Ulrich Schäfer und Björn Finke

Die Steuerschätzer sagen allein für das laufende Jahr zusätzliche Einnahmen von 8,1 Milliarden Euro voraus. Nächstes Jahr werden die Finanzminister und Kämmerer 22,3 Milliarden Euro mehr kassieren, als die Mitglieder des Arbeitskreises Steuerschätzung noch im November vorigen Jahres vorausgesagt haben.

In den beiden folgenden Jahren sind es jeweils etwa 20 Milliarden Euro. Knapp zwei Drittel der Mehreinnahmen entfallen dabei auf den Bund und ein knappes Drittel auf die Länder; die Kommunen profitieren kaum.

Die Experten von Bund, Ländern und Forschungsinstituten berücksichtigten wie üblich nur das geltende Steuerrecht und zudem die vom Kabinett beschlossene Anhebung der Mehrwert- und Versicherungsteuer.

Die allerjüngsten Beschlüsse der Koalition sind in der Prognose noch nicht enthalten, etwa die Kappung der Pendlerpauschale und des Sparerfreibetrags sowie die Steuer auf Biosprit. Addiert man diese hinzu, wird der Fiskus in den nächsten Jahren nicht nur 70,2 Milliarden Euro mehr einnehmen, sondern 87,8 Milliarden Euro.

Das Bundesfinanzministerium betonte, die Mehreinnahmen würden dazu beitragen, "dass Deutschland ab dem Jahr 2007 wieder die Maastricht-Kriterien einhalten wird".

Bundesfinanzminister Peer Steinbrück (SPD) hatte vor kurzem angedeutet, dass dies angesichts der guten Konjunktur mit ein bisschen Glück schon in diesem Jahr gelingen könnte und Deutschland erstmals seit 2001 wieder unter der Schuldengrenze von drei Prozent der Wirtschaftsleistung bliebe.

So hatte die Bundesregierung vor drei Wochen ihre Wachstumsprognose für 2006 von 1,4 Prozent auf 1,6 Prozent angehoben, was sich nun zu einem kleineren Teil in der Steuerschätzung niederschlägt.

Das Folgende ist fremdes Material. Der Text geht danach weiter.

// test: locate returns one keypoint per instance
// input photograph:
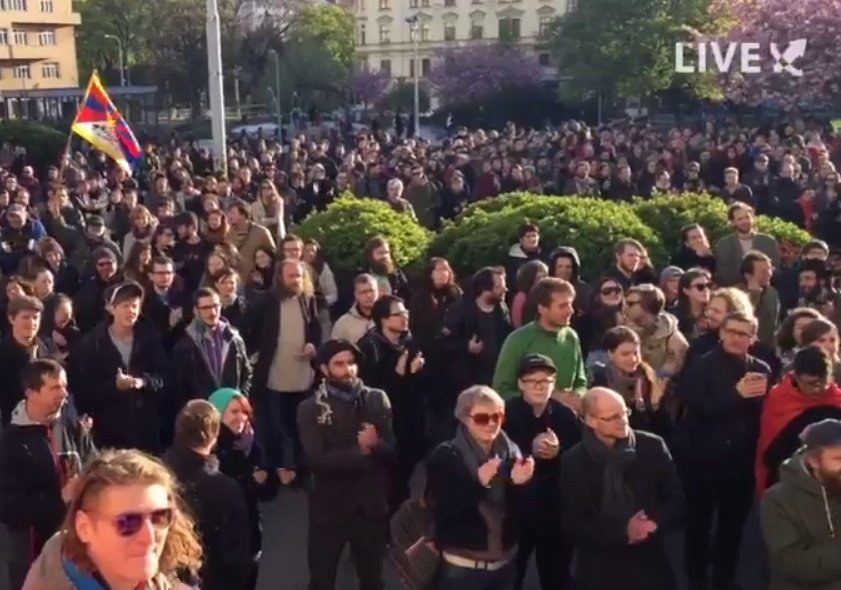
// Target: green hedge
(484, 233)
(349, 223)
(43, 144)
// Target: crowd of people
(173, 355)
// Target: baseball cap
(821, 435)
(536, 362)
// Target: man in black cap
(348, 443)
(118, 374)
(801, 514)
(542, 427)
(88, 303)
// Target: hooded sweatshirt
(583, 291)
(784, 416)
(801, 525)
(49, 572)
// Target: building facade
(384, 37)
(38, 45)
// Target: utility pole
(216, 87)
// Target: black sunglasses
(130, 523)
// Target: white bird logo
(784, 61)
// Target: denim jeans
(453, 577)
(277, 426)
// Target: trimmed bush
(43, 144)
(483, 237)
(667, 215)
(349, 223)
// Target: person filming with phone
(41, 454)
(723, 400)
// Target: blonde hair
(182, 549)
(736, 300)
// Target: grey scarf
(474, 457)
(617, 498)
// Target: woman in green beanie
(241, 458)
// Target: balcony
(34, 17)
(28, 53)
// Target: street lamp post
(276, 59)
(121, 57)
(215, 86)
(413, 29)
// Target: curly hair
(182, 550)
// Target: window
(509, 28)
(50, 70)
(46, 38)
(22, 72)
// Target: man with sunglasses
(723, 395)
(546, 426)
(40, 455)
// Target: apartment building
(384, 38)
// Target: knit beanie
(221, 398)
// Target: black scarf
(474, 457)
(617, 498)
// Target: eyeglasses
(539, 382)
(616, 417)
(130, 523)
(484, 418)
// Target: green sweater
(562, 347)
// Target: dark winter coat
(218, 504)
(605, 559)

Einige Volkswirte von Banken und Forschungsinstituten erwarten sogar bis zu zwei Prozent Wachstum.

Leichter Dämpfer

Allerdings erhielten die Konjunkturoptimisten am Donnerstag einen leichten Dämpfer: Das Statistische Bundesamt meldete für die ersten drei Monate des Jahres nur ein Wachstum von 0,4 Prozent gegenüber dem Vorquartal - und damit ein bis zwei Zehntelpunkte weniger als die meisten Ökonomen vorausgesagt hatten. Im vergangenen Quartal war die Wirtschaft gar nicht gewachsen.

Die Enttäuschung bei der Wachstumsrate war einer der Gründe, weshalb Bundesfinanzminister Peer Steinbrück nicht versprechen wollte, dass Deutschland schon 2006 den Stabilitätspakt einhält.

Steinbrück hatte den größten Teil der nun prophezeiten Mehreinnahmen schon in seinem Finanzplan berücksichtigt.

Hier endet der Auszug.